Looking into your family history can be a very enlightening experience. Seeing where we came from not only gives us insight into how we became who we are, it also provide us with a glimpse of where we are going.
That is not to say that this exercise gives us supernatural powers to predict the future. Nor is it that we walk so closely in our ancestors’ footsteps. What it does provide us with however, is the opportunity to learn about the lives and struggles of our relatives and how they were shaped by the world they lived in.
Recently while conducting such an investigation into my own family history, I realized how pervasive the influence of war has been in defining the quality of life of our ancestors, and that which we possess in the world we live in today.
In the absence of bombs over Bancroft, most of us alive today only know war through the images of carnage we witness in the daily news. There is no disputing the power and necessity of the role these photographs and videos play in awakening us to the ongoing atrocities of war. That is why so many journalist and photographers risk, and even sacrifice their lives to share such snapshots of reality with us. Still, as effective as these captured moments might be, they always fall short of inspiring the level of fear and suffering endured by the people up on which they focus.

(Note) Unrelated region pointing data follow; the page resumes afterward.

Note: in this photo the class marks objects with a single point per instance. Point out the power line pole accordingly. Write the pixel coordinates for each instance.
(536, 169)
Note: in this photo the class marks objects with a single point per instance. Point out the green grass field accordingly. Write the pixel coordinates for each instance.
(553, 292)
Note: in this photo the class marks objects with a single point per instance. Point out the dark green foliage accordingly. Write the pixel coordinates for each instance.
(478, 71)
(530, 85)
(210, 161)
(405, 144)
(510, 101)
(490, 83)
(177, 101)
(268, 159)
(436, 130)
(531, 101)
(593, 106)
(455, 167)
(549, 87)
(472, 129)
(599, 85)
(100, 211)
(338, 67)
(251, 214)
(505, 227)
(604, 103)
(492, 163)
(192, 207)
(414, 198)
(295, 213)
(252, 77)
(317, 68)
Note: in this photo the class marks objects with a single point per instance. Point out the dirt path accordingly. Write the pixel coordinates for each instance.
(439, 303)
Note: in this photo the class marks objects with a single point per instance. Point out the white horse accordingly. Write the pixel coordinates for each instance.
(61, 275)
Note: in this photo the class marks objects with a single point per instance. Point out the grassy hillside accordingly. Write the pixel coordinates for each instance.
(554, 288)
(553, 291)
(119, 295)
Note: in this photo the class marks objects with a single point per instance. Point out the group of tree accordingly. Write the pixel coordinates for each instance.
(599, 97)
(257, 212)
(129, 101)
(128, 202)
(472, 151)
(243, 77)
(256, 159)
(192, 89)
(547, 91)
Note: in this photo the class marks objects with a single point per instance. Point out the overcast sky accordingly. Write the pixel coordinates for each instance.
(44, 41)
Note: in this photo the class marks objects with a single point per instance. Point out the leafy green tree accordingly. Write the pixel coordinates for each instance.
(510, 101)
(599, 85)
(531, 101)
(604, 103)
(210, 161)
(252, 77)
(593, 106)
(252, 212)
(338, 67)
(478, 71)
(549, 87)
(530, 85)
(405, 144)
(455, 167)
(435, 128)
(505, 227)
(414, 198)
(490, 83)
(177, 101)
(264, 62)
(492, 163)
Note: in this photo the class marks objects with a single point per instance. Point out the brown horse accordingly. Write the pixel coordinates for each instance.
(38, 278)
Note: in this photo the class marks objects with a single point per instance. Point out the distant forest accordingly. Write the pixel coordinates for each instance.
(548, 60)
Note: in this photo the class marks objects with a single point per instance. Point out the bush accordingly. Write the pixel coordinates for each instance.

What I have personally found to be most helpful and transformative when trying to understand war are the accounts of those who have actually lived in a war zone. Considering all my relatives who have lived in a country during wartime, and/or fought in a war are dead; and that most of the veterans who fought in the First and Second World Wars have also passed on, these type of stories are becoming harder to come by.
By no means does this mean that our consciousness as a species has moved beyond, or is moving past the concept of war. If anything, recognizing the overwhelming number of ongoing armed conflicts; and the push for another nuclear arms race south of the border and elsewhere around the world there appears to be a desire to ramp up our capacity to kill.
As a journalist I have had the privilege of speaking with several individuals and families who have experienced the terror of war firsthand. I say privilege because of what I have learned from these conversations, not because of their content. This Remembrance Day I encourage anyone who considers war to be a necessary evil to speak with someone who has lived through one. Ask them about the necessity of so-called “just wars.” Ask them what they feel is an acceptable number of innocent human lives lost to “collateral damage.”
From my experience, one’s view on such misleading terms used to describe the circumstances of war change drastically when they know how it feels to face the very real possibility of becoming a statistic.
While serving as vice president of the American Anti-Imperialist League in the early 1900s, American writer and journalist Mark Twain summed up the futility of war most accurately when he wrote:
“All war must be just the killing of strangers against whom you feel no personal animosity; strangers whom, in any other circumstances, you would help if you found them in trouble, and who would help you if you needed it.”
Thinking of war in this way just might take away itchy trigger fingers on all sides of a conflict.